На следующей встрече они уже общались с ним, как с своим, конечно же, не посвященным в высшие интересы, но ориентирующимся в проблеме. Выложили на стол папку с «сигналами партийцев» и предложили оценить с точки зрения УК. По материалам получалось, что один из секретарей райкома партии увяз во взятках и связанных с ними аморальностях, как бегемот в болоте.
— Надо проверить, — осторожно заключил Иванов.
— Вот и проверьте, — подхватил Решетников. — Люди требуют справедливости. Почему же им ее не дать?
Сигналы в партийные инстанции Иванов превратил в показания по уголовному делу. Странно, но никто из «сигнальщиков» заднего хода не дал и в суд свидетелями обвинения пошли, как по партразнарядке. Секретаря арестовали на рабочем месте. И что самое странное, дали осудить. Правда, предварительно отобрали партбилет.
На этом деле Иванов перескочил в министерство. И стал работать дальше, как выражался, между УК и КПК [18].
А в конце восьмидесятых, стоило схоронить Андропова, закрутившего гайки, экономическая пугачевщина сломала плотину и хлынула кооперативным движением.
Иванов поначалу запаниковал, посчитав, что кураторы не справились с давлением пугачевщины и резьбу попросту сорвало.
Но по тому, как лихо плодились центры научно-технического творчества молодежи, студенческие кооперативы и хозрасчетные мастерские и кто там директорствовал, быстро стало ясно, процесс управляется. А когда стали открывать СП, коммерческие банки и биржи, а их директора рядом с «Визой» носили партбилеты, вопросов не осталось. Партия сама решила возглавить пугачевщину.
Кто считает, что партия совершила харакири, не понимает ничего ни в политике, ни в экономике. Перед концом СССР ни одно серьезное экономическое начинание было невозможно без инвестиций государственного или криминального капитала.
Так зачем же устраивать гражданскую войну с гарантией потерять власть? Не проще ли, отбросив советскую идеологию, слить в экстазе капиталы? Неужели стратегически неверно возглавить процесс создания на обломках экономики, созданной для победы в Великой отечественной войне, новой системы, способной решать задачи грядущего тысячелетия?
По совету «кураторов» Иванов ушел из МВД и открыл частное агентство коммерческой безопасности. Навыки и знания, наработанные в борьбе за сохранность соцсобственности, пригодились в деле охраны собственности частной. Жил, работал, неплохо зарабатывал и старался не удивляться, что большинство новоиспеченных деятелей рыночной экономики ранее фигурировали в уголовных делах по линии ОБХСС, а кто не сидел тогда, сегодня за свои дела так и просился в камеру даже по нормам невразумительного нынешнего законодательства.
Он постоянно ощущал незримое присутствие кураторов в своей жизни.
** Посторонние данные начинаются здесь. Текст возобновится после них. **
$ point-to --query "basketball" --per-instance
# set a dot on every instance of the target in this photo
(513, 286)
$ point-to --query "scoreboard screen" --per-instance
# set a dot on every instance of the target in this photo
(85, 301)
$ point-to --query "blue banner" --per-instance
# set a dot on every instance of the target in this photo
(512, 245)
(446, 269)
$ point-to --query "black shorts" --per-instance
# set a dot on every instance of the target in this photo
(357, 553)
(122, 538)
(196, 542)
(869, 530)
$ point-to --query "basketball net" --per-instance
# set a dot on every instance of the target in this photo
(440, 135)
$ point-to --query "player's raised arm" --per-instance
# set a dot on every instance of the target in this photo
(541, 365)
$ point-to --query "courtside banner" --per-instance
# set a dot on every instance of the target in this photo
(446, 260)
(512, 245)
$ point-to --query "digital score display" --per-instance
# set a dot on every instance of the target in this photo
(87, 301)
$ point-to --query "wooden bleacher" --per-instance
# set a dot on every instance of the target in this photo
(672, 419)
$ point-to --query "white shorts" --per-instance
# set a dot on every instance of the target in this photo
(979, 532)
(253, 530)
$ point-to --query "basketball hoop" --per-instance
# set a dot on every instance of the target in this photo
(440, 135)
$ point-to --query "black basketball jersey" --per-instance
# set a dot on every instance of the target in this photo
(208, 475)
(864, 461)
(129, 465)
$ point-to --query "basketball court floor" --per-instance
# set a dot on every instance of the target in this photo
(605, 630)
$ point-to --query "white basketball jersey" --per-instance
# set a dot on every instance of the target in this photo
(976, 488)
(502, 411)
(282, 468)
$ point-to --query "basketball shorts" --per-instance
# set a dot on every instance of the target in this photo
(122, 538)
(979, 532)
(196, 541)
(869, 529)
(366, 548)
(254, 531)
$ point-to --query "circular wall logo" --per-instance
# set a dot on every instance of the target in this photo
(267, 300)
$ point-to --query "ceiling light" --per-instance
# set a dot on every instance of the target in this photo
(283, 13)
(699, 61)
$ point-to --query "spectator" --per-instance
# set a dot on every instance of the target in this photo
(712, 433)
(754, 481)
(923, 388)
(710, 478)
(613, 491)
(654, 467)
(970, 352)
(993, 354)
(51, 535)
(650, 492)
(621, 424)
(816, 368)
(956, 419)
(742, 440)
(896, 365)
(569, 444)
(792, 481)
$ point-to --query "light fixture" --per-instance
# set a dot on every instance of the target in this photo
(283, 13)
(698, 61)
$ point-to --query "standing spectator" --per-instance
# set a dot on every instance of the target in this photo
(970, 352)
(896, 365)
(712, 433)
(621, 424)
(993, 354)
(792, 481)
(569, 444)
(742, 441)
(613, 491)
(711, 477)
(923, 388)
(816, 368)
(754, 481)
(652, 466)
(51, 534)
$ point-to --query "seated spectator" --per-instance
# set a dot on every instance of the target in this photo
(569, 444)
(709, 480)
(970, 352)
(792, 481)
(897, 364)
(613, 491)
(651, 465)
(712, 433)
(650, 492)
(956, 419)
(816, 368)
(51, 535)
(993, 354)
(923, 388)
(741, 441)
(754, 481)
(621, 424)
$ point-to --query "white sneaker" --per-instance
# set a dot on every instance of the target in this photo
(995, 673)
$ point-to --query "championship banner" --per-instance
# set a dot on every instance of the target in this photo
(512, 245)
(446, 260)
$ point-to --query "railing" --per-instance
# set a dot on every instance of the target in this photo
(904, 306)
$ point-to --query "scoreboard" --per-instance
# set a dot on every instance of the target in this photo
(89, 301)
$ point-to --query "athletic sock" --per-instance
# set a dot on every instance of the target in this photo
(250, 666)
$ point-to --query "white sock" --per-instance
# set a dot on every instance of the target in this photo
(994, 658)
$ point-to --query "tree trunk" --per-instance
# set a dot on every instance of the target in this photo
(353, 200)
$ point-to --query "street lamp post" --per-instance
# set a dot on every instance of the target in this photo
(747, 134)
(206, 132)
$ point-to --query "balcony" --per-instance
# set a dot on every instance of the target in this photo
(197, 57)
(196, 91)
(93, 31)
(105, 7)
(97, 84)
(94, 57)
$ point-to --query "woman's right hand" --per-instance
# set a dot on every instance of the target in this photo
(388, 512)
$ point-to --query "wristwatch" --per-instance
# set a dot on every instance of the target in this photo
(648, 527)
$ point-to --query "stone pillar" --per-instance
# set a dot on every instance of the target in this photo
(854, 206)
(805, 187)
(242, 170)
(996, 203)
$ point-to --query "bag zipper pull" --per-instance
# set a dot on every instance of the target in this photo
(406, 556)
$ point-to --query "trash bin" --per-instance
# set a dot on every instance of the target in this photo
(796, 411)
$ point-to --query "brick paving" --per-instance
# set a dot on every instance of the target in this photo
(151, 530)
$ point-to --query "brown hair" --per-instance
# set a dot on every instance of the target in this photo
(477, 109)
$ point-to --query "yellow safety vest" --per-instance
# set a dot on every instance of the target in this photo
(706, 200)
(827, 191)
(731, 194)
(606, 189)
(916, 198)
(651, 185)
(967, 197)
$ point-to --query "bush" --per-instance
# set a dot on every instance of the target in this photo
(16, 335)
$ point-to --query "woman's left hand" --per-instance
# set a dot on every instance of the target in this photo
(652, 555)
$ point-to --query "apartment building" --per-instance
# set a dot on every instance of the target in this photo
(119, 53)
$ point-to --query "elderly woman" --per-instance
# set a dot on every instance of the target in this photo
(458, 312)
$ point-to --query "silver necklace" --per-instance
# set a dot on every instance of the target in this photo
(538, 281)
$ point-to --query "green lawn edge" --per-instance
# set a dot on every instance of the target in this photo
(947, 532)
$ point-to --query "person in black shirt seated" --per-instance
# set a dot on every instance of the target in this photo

Довольно долго они на контакт не выходили. Но Иванов отлично осознавал, что бесхозным ему недолго ходить. Только накопит потенциал, достойный их внимания, на него выйдут.
Так и получилось. Стоило Матоянцу предложить перейти к нему на работу, как вечером в квартире Иванова раздался телефонный звонок.
— Вас беспокоит Салин Виктор Николаевич, — возник в трубке мягкий баритон. — Нужно встретиться.
Старые львы
— Извините, что пришлось вас побеспокоить, Василий Васильевич, — произнес Салин голосом мягким и теплым, как подушечка львиной лапы. — Но обстоятельства, как вы сами понимаете, чрезвычайные.
Очевидно, ввиду чрезвычайных обстоятельств для встречи «кураторы» выбрали пионерлагерь на берегу Клязьмы.
Летом в двух пятиэтажных корпусах бушевали подростковые страсти-мордасти, а в межсезонье администрация сдавала помещения для всяческих взрослых непотребств: от семинаров саентологов до ускоренных курсов менеджмента. Как бы официально ни назывались мероприятия, все почему-то заканчивалось повальным промускуитетом и танцами под луной.
И сегодня в лагере медленно набирал обороты какой-то бюрократский сабантуй. Иванов мельком взглянул на номера машин, густо обложивших центральный корпус, — половина принадлежала администрации области. Машина с Ивановым и его спутником проехала по аллее дальше, к группке коттеджей. Там, как правило, отдельно от всех селили организаторов непотребств либо тех, кто использовал сборища в качестве прикрытия.